Hydraulic fracturing, better known as fracking, is a controversial method used to extract natural gas and oil from shale rock formations. It is controversial because it can cause big environmental problems, including poisoning local water wells. A new report looks at companies that use fracking.
The joint report by As You Sow and investment advisory firm Boston Common Asset Management reviewed the 30 biggest publicly traded producers of oil and gas in North America. What they found is that 21 of the 30 companies disclosed that they collect reports of close calls that did not result in leaks, spills, injuries, or any environmental harm.
Not everything they found is encouraging. Seventeen companies stated that their public disclosures of chemicals used for fracking do not include chemicals protected by trade secrecy claims. Sixteen companies discussed their practices for ensuring the operational integrity of their wells, while only 15 companies reported the percentage of the wastewater recycled and reused for fracturing more wells. Just one company disclosed its post-drilling monitoring practices, and only three companies disclosed their pre-drilling monitoring practices.
Environmental risks mean more transparency is needed
Both hydraulically fractured and horizontally drilled wells account for most new oil and natural gas drilled wells in the U.S. Both are linked to environmental concerns which include water risks and methane leaks. Both wells accounted for 69 percent new wells drilled in 2016. Coalitions of investors have been urging oil and gas producing companies since 2009 to be more transparent about how they manage and mitigate the environmental risks and community impacts of horizontal drilling and hydraulic fracturing.
“As climate change increases water scarcity in certain regions, investors need assurance that companies are responsibly managing the amount of water they use to protect communities, the environment, and other water users,” said Danielle Fugere, president at As You Sow, in a statement.
Produced water is used on crops in portions of California
Millions of gallons of “produced water,” along with tens of thousands of gallons of chemicals and much sand, is brought to the surface when a well is ready to be fractured.
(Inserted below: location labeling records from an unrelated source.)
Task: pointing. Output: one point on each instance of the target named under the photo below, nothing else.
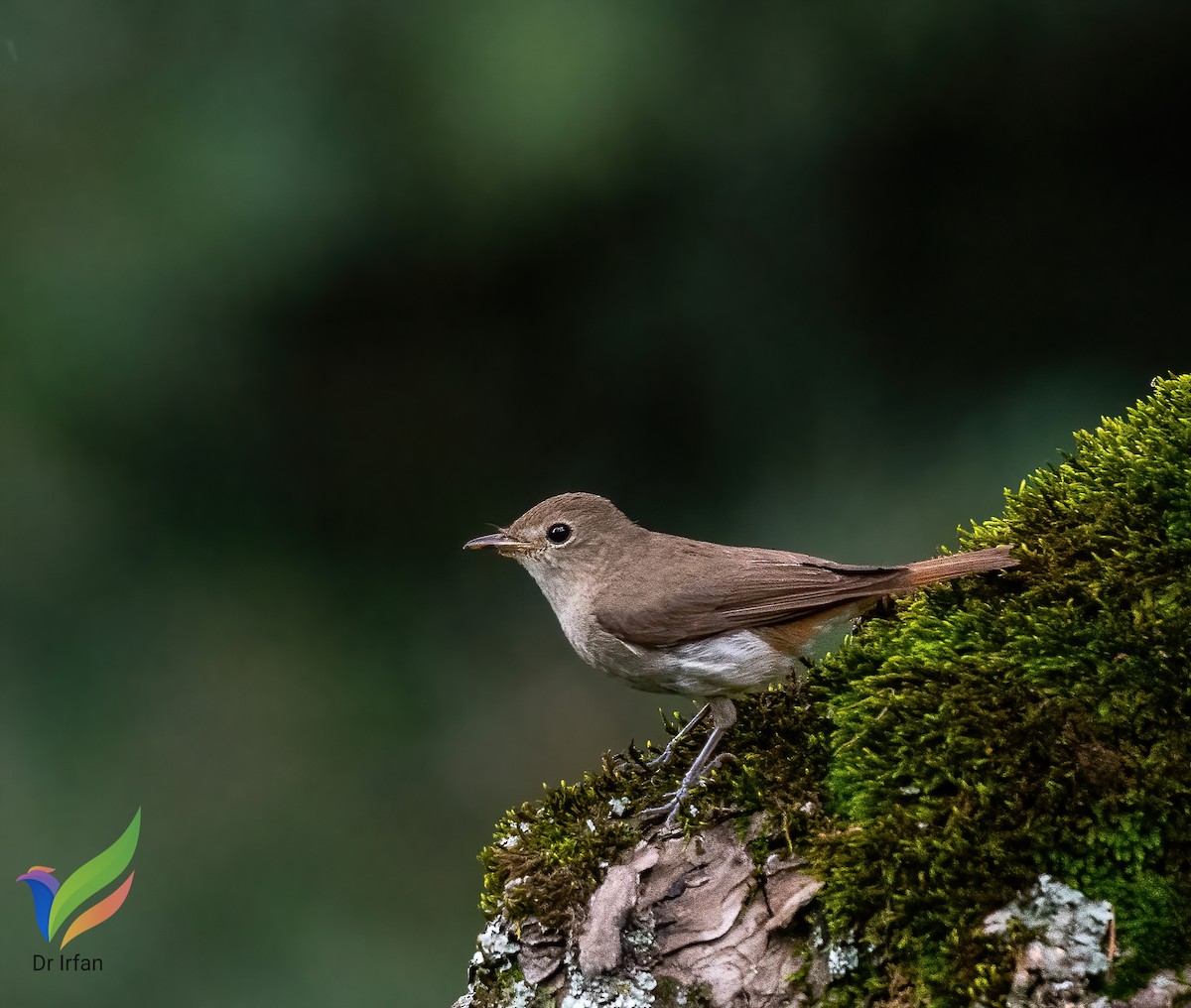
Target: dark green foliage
(1030, 721)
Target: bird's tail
(958, 565)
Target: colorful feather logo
(55, 902)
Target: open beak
(501, 542)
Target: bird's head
(563, 538)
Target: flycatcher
(668, 614)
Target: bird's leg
(668, 752)
(724, 716)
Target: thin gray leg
(668, 752)
(724, 716)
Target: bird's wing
(749, 588)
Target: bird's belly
(730, 663)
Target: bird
(668, 614)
Produced water is present in the geological formation and it comes to the surface when oil and gas are produced. It can contain “fracturing fluid chemicals”, chemicals naturally present in the formation being fractured, and new compounds created when the fracturing fluid interacts with the formation,” according to the report.
In the San Joaquin Valley, the Central Valley Water Board created an expert advisory panel on food safety. The reason is that the San Joaquin Valley has allowed wastewater from oil and gas conventional wells to be used to irrigate crops. For over 30 years, crops in the areas east and north of Bakersfield in Kern County have used wastewater from conventional wells to irrigate crops. In 2017 alone, about 1.9 million barrels of water were produced from the production of about 131 million barrels of oil in the San Joaquin Valley. In Kern and Tulare Counties, around 39,000 acre-feet of produced water were used to irrigate 90,000 acres of crops.
The Board requires sampling of crops in irrigation districts that accept produced water for irrigation. The Board finds “no evidence has shown that irrigating food crops with produced water poses any threats to public health.” However, produced water from fracking is not allowed to irrigate crops.
The fact that produced water is allowed on some of the cropland in the San Joaquin Valley should be a concern for all Americans as half of all the nation’s produce comes from California, and a large part of it is from the Valley. That water contains chemicals and there is just not enough evidence that it poses no public health threats, despite the reassurances from the Central Valley Water Board. This is a good example of why reports like the one by As You Sow and Boston Common Asset Management are needed. There is simply not enough transparency in fracking operations.